Je ne suis pas une mère parfaite

  On le sait. Si, si, dès le départ on le sait que l’on voudra être la mère parfaite. Celle qui est aimante, patiente, qui sait s’occuper parfaitement de ses enfants et qui voudra également leur préparer des plats maison, leur coudre des super tenues et innover encore et encore en matière d’activités. Évidemment on veut être tout ça en plus de continuer à se faire les ongles, assurer au boulot, s’occuper de son amoureux et prendre des apéros avec ses copines.

J’y ai cru. Je pensais vraiment que je pourrais tout faire parce que j’ai toujours été habituée à avoir un rythme soutenu, une vie bien remplie. Sans le vouloir, j’ai du me mettre la pression dès le début pour tout mener de front. Et aussi ce besoin permanent de vouloir se comparer aux autres. Moi en tant que mère et femme. Mais en fait on a beau être organisée, on ne prend pas forcément la dimension psychologique en compte.

Moi, je suis fatiguée. De devoir jongler entre tout et de devoir mettre quand même beaucoup de choses entre parenthèses. J’ai ma part de responsabilités. Je délégue peu et j’ai un papa qui a, hélas, des horaires moins flexibles que moi. Du coup, je dois gérer et anticiper beaucoup de choses alors que parfois j’aimerais juste me laisser porter. 

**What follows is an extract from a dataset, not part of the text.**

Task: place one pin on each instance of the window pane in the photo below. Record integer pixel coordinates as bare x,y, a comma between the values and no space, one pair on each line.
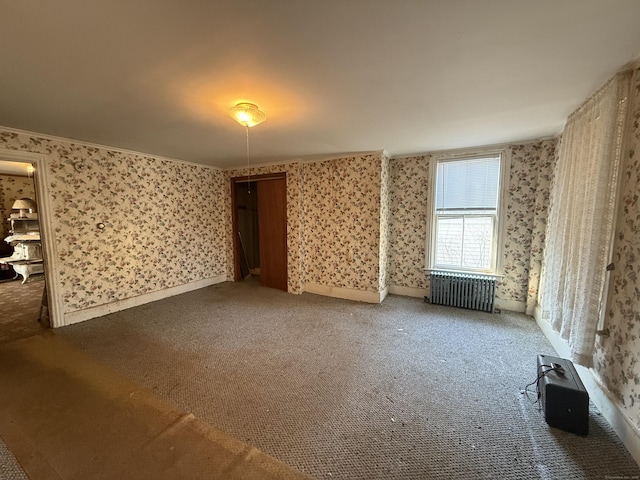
449,241
478,239
468,184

Alors parfois je dois l’avouer je me pose cette terrible question : ai-je eu raison d’avoir un enfant? C’est terrible de se la poser mais légitime non ? Alors non évidemment pour rien au monde je ne voudrais vivre sans ma Cocotte que j’aime d’amour infini. Mais oui « ma vie d’avant » me manque pour sa spontanéité et simplicité.  

Alors parfois lorsque c’est dur, j’en parle. Juste pour me rendre compte que je ne suis pas la seule et que comme tout ça finira par passer. J’accepte de faire chauffer un petit pot, que ma maison ne soit pas briquée de fond en comble et que mes ongles aient la marque de la couette au réveil car je les ai encore fait trop tard. J’essaie de faire la sieste le week end et n’ai plus des journées à rallonge au boulot.

Il faut que j’arrête de croire que ma vie est la même qu’avant avec « juste » un enfant en plus. Il faut que je m’adapte pour être plus sereine et moins subir. Alors je souffle, je me détends et on reprend. Demain soir j’ai eu une soirée avec Coco et une crémaillère le vendredi. Dimanche, si le temps n’est pas capricieux, on va pique-niquer avec Cocotte.

Un pas après l’autre et tout ira bien.